Quel bilan camerounais feriez-vous de ces 25 ans de lutte ?

Je dirais que le Cameroun a fait des progrès notables, qui sont du reste reconnus par la Communauté internationale aujourd'hui. Et il entend faire mieux, ce qui est l'objectif du chef de l'Etat qui a fait de la lutte contre le sida un défi national. Et le gouvernement s'attèle à faire en sorte que le Cameroun soit un exemple. Déjà, ce que nous faisons dans le domaine de la recherche est très apprécié par la communauté scientifique.

59% des malades au Cameroun n'ont pas accès aux antirétroviraux. Qu'est-ce qui pose problème ?

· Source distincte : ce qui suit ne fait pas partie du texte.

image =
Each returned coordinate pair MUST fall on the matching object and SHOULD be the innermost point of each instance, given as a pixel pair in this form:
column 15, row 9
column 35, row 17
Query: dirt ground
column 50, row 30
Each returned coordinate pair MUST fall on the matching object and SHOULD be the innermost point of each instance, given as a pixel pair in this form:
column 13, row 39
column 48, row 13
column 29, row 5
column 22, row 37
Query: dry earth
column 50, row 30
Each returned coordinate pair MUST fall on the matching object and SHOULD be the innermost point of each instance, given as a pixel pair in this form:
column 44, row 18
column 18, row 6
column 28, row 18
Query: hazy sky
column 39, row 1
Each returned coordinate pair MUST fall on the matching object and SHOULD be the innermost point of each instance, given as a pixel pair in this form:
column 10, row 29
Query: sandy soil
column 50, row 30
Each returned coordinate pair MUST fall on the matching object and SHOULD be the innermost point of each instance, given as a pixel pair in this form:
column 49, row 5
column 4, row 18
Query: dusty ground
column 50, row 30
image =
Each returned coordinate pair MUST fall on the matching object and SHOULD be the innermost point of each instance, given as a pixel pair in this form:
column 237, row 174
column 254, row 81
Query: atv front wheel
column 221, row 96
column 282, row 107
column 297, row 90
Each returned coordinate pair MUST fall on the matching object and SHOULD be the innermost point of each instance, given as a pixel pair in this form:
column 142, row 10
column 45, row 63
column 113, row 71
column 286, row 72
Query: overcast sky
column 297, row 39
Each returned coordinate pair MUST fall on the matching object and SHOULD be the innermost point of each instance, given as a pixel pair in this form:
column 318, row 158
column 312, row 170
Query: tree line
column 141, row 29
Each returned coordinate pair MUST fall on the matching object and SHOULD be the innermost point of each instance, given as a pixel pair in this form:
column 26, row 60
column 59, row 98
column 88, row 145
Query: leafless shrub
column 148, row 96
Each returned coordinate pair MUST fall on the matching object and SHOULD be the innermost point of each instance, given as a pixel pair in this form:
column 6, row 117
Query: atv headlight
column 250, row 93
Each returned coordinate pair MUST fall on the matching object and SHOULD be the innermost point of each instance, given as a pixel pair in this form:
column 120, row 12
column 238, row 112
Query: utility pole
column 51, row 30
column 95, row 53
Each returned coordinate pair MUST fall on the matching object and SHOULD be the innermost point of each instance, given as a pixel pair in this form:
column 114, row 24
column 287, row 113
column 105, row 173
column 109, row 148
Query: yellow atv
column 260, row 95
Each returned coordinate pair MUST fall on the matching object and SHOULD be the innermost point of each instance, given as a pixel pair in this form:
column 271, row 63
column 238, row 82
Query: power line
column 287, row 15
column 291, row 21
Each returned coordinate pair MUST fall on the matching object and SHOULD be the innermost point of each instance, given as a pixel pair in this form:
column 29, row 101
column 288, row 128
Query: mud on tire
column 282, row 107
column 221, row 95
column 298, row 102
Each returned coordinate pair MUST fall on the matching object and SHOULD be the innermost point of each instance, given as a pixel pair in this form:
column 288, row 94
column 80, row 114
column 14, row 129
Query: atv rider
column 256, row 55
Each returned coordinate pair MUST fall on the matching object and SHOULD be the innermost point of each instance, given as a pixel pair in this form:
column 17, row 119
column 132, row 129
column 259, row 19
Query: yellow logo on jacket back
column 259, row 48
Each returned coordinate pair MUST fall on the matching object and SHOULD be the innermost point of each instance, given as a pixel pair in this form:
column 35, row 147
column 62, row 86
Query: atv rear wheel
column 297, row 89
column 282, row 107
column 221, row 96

Nous disons qu'il faut changer d'échelle en ce qui concerne la prise en charge. Cela se passera par deux voies. D'abord celle de l'organisation du circuit de la prise en charge et du renforcement des capacités de ces circuits, avec plus de personnel. Il faudra transmettre les compétences, même aux infirmiers parce que nous aurons besoin d'infirmiers capables de bien orienter les patients. Nous devons également poursuivre dans la voie de la décentralisation des services. Nous avons déjà commencé avec les unités de prise en charge (UPEC).

Et au bout de cette année, nous comptons avoir 60 à 80 nouvelles UPEC dans les hôpitaux de districts qui sont en mesure de délivrer les services de qualité. L'autre voie est celle de la mobilisation des ressources. Lorsque nous faisons les traitements à 3000 F, il y a de lourdes subventions de l'Etat et du Fonds mondial derrière. Nous sommes actuellement en train de faire des calculs économiques et des montages financiers. Ils vont nous permet tre de bien intégrer dans notre système, les gains que nous tirons de la baisse des coûts des médicaments sur le marché international. Tous ces gains seront ensuite répercutés aux malades.